Um dos diretores da Federação das Indústrias do Estado de São Paulo (Fiesp), o empresário Laodse de Abreu Duarte, é o maior devedor da União entre as pessoas físicas. A informação foi divulgada nesta segunda-feira (18) pelo Estadão.

O mais impressionante, contudo, é que Laodse de Abreu Duarte deve individualmente R$ 6,9 bilhões, valor que supera as dívidas dos governos da Bahia, de Pernambuco e outros 16 estados brasileiros.




Segundo os dados obtidos pelo jornal, o rombo com o governo federal já ultrapassa R$ 1 trilhão em dívidas. E os principais responsáveis são os grandes devedores, que respondem por R$ 812 bilhões desse montante.

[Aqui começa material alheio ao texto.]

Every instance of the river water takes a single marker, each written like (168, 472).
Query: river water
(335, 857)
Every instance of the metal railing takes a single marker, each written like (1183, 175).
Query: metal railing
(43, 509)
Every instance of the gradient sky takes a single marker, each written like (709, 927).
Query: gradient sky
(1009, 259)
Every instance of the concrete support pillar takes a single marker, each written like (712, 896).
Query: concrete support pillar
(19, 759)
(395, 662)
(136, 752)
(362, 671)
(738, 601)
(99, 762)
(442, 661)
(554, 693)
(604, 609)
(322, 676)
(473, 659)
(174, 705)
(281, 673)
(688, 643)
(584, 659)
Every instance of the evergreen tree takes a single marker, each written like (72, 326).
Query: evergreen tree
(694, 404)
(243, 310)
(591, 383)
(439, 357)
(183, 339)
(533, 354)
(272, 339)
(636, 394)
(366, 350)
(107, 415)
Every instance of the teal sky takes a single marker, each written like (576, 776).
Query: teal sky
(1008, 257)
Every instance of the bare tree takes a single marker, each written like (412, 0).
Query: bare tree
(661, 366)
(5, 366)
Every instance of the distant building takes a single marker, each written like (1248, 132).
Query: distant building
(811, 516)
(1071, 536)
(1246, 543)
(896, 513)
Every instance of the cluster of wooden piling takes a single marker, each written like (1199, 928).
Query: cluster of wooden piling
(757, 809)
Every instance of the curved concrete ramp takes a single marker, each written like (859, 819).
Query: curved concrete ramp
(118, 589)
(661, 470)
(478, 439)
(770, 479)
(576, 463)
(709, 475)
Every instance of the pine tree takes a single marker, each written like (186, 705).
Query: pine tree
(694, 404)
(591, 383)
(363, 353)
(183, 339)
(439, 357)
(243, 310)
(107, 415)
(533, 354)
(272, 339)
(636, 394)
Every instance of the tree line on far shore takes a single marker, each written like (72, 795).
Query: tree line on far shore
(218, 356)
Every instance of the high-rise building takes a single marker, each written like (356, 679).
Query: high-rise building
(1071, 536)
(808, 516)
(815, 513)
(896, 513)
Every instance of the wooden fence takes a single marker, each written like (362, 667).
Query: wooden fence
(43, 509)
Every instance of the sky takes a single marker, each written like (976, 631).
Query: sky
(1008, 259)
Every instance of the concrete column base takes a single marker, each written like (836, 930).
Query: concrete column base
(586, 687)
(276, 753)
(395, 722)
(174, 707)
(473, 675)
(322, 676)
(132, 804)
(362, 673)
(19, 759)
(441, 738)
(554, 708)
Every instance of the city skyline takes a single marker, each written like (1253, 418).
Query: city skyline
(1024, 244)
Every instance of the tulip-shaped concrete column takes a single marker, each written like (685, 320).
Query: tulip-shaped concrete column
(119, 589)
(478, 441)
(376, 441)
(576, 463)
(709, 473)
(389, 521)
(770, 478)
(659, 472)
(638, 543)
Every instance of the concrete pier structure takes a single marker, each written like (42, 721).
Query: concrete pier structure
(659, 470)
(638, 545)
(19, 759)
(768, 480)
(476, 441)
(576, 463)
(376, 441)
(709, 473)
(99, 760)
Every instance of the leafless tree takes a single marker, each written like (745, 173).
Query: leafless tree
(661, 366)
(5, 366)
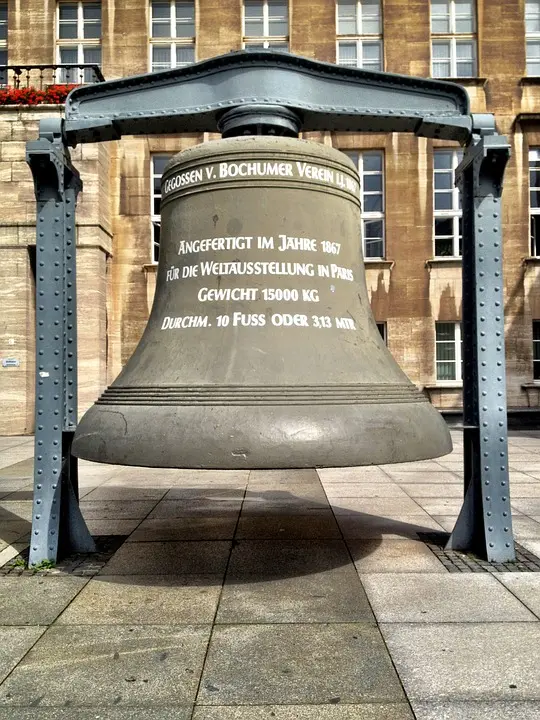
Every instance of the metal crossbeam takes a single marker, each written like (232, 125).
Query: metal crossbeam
(266, 92)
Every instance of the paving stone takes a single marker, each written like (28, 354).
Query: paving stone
(196, 506)
(367, 711)
(448, 598)
(466, 662)
(36, 600)
(335, 491)
(439, 477)
(201, 527)
(370, 473)
(476, 711)
(174, 558)
(385, 507)
(116, 509)
(73, 713)
(285, 477)
(333, 596)
(94, 667)
(112, 526)
(298, 664)
(370, 526)
(525, 586)
(145, 600)
(275, 560)
(276, 527)
(104, 493)
(14, 644)
(393, 556)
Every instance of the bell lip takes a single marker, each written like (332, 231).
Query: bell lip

‘Ou seja: o débito dos maiores devedores brasileiros representa cinco vezes o buraco total no Orçamento federal previsto para este ano’, diz a matéria.

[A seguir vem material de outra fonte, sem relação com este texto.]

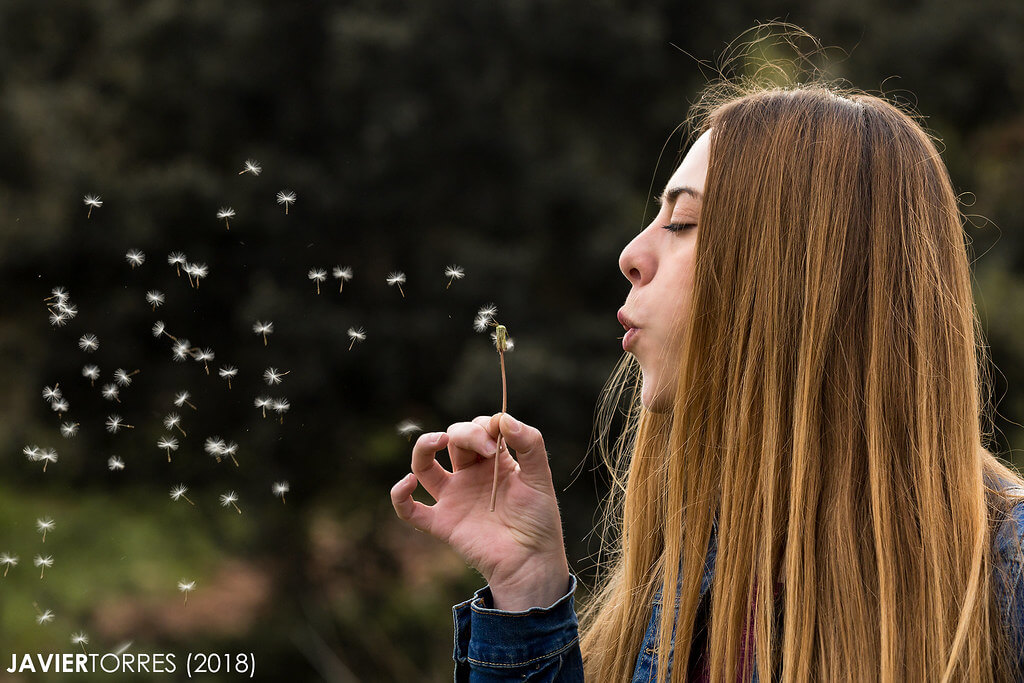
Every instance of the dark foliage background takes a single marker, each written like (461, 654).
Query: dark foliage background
(516, 138)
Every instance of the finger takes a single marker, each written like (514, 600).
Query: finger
(530, 454)
(425, 467)
(468, 444)
(409, 510)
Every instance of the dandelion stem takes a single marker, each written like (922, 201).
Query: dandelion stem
(501, 438)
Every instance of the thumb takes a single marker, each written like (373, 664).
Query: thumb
(530, 454)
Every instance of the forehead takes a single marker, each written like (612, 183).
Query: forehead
(693, 170)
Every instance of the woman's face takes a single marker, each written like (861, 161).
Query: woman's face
(658, 263)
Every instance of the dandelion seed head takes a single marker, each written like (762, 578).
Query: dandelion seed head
(408, 427)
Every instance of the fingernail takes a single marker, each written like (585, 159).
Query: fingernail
(514, 425)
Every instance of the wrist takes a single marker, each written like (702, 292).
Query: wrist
(531, 588)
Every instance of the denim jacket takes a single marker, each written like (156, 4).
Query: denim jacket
(543, 643)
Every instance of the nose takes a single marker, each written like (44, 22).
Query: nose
(636, 262)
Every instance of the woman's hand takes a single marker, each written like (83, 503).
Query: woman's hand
(518, 548)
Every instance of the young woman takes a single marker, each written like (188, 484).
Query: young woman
(803, 466)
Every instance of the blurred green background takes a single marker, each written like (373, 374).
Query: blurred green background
(518, 139)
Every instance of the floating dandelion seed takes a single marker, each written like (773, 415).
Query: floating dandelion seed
(263, 402)
(124, 378)
(355, 335)
(173, 421)
(80, 639)
(197, 270)
(214, 445)
(160, 329)
(93, 202)
(252, 166)
(178, 493)
(185, 587)
(316, 274)
(286, 197)
(264, 329)
(227, 372)
(271, 376)
(177, 259)
(43, 562)
(343, 274)
(91, 372)
(155, 298)
(135, 257)
(115, 423)
(280, 488)
(168, 443)
(396, 278)
(47, 456)
(88, 342)
(8, 561)
(454, 272)
(181, 398)
(205, 356)
(229, 451)
(44, 524)
(229, 499)
(224, 214)
(408, 428)
(111, 392)
(281, 407)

Com todo esse dinheiro seria possível cobrir o atual déficit e realizar o ajuste fiscal sem reduzir os investimentos em infraestrutura e sem cortar direitos trabalhistas e gastos em programas sociais, saúde e educação. Dinheiro não falta, o que falta é punir os super ricos que se recusam a pagar impostos e estão em dívida com o país.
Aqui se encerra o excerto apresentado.